ごくり、と誰かが息を呑む。次の瞬間、二人は飛び退くようにカイルの腕を離した。
「あ、あの……カイルさま、失礼いたしますわ!」
「またあとでお話ししましょうね!」
くるりと踵を返し、しきりに髪を撫で付けながら一目散にルーカスの方へと向かっていく。
「おいっ……ユナっ――」
焦るルーカスの声が上がるが、すぐに聖女たちの黄色い声にかき消された。つい先ほどまでカイルの腕にまとわりついていた女たちは、今度はルーカスにぴたりと体を寄せ、くねくねと甘えた声を出している。
(こえぇ……)
「よしっ……と!」
満足げに頷くユナの横で、カイルは完全に魂が抜けたような顔で立ち尽くしていた。エリシアはというと、何が起きたのか理解が追いつかないまま、何度もルーカスの方を振り返っている。
「……おまえ……すげぇな」
もちろん半分は褒めてない。だが俺の言葉なんてお構いなしに、ユナはつかつかとカイルのもとへ歩み寄り、呆けている兄の前で大きくため息をついた。
「もうっ! お兄ちゃん、ちょっと情けなさすぎる!」
バシッと一発、カイルの背中を叩く。
「んあっ!? ユ、ユナ!?」
「んあっ、じゃないわよ。まったく。せっかく皆さんお兄ちゃんに興味を持って話しかけてくれてるのに、置き物みたいになっちゃって」
「しょ、しょうがないだろ……だって……あんなの……」
嵐が去り、ようやく我に返ったらしい。悪夢の名残を追い払うみたいに、ぷるぷると頭を振っている。
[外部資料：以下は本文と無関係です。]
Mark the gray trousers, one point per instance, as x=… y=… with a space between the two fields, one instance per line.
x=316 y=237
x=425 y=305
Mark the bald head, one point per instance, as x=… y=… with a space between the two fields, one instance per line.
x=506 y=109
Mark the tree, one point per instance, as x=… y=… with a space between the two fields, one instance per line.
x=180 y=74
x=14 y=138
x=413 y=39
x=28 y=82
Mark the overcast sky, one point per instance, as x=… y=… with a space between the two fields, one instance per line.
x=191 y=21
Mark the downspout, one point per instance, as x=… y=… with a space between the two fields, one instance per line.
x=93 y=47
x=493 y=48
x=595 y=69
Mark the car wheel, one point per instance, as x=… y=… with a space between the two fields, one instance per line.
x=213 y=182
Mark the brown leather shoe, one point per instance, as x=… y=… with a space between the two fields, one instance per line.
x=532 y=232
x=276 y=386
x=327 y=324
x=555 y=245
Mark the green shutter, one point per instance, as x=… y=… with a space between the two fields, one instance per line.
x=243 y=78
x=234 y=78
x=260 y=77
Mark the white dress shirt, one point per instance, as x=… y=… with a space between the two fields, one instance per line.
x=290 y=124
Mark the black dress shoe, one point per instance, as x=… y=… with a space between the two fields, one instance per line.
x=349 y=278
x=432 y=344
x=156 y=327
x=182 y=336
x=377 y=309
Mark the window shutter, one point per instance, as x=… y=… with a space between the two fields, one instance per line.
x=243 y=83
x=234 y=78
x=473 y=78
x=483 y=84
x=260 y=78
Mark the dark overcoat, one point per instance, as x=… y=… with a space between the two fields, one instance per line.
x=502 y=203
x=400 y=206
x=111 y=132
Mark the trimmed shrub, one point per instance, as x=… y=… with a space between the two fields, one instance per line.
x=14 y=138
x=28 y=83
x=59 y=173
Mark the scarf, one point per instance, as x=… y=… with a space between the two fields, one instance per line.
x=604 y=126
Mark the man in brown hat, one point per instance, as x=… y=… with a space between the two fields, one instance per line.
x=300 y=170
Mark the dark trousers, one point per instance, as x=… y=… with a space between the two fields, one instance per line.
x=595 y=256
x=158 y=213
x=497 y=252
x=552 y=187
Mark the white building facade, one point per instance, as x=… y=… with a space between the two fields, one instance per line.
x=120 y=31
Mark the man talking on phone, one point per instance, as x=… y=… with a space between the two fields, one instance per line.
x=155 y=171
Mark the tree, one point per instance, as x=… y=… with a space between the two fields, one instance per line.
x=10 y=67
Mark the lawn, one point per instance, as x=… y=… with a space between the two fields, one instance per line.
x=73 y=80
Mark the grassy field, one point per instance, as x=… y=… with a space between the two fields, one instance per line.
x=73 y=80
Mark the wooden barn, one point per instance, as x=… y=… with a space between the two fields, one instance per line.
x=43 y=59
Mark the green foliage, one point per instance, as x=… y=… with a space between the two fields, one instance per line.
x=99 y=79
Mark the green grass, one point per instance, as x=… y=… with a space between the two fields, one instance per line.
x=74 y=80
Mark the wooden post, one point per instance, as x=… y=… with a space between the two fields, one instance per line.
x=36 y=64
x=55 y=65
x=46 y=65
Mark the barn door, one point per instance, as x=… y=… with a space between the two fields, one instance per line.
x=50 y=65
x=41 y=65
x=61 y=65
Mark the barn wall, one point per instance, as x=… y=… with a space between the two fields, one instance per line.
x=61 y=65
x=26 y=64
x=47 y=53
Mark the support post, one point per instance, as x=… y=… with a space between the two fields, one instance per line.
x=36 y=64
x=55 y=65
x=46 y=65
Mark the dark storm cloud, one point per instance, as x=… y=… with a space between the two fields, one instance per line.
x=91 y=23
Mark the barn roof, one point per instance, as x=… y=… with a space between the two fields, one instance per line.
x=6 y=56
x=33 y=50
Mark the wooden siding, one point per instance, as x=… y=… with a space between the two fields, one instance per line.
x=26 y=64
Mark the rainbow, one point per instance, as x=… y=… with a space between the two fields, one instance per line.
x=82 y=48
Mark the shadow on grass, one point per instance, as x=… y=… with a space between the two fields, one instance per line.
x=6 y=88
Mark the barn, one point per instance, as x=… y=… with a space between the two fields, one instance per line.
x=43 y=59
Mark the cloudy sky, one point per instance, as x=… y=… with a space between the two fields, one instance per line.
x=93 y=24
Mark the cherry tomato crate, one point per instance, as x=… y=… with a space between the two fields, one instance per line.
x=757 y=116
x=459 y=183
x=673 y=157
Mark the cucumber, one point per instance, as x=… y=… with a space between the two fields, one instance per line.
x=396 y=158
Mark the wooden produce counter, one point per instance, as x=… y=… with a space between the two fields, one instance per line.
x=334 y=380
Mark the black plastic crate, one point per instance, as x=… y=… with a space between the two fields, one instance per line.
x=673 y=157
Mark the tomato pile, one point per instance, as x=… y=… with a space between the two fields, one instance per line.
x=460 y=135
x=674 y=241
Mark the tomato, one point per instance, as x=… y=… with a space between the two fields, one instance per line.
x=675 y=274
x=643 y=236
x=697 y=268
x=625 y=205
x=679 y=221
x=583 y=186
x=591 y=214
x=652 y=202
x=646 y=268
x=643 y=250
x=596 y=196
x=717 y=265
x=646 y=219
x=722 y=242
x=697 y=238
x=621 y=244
「あ、ロイ! おまえ、なんで助けてくれなかったんだよ」
俺を見つけたとたん、矛先がこっちに向いた。
「知るか! 俺だって、あんななかに入るのはごめんだ!」
「ひでぇ! 親友だろ」
「それとこれとは別だ」
やっといつものカイルらしくなってきた。ぶつぶつと文句を言いながら大きく肩を回し、縮こまっていた体をしきりに伸ばしている。完全にひと仕事終えた顔だ。だが、こいつの本番は、もしかするとこれからなのかもしれない。
(さて、どうなることやら)
ユナに引っ張られ、エリシアがよろめくように前へ出てきたのを見て、俺は一歩だけ距離を取った。
「もうっ。自分がヘタレなだけなのに、ロイのせいにしないの! そんなことより、お兄ちゃんに紹介したい人がいるの!」
ユナはなぜか得意げな顔で、エリシアの背中をぐいぐいと押し、カイルの正面へと押し出した。
――ほら、わかるでしょ?
そんな声が聞こえてきそうなほど、ユナの視線がやけに雄弁にカイルへ向けられている。
そしてカイルも一目でそれに気づいたらしい。エリシアの顔を見た瞬間、力の抜けかけていた体が、再びピシリと伸びた。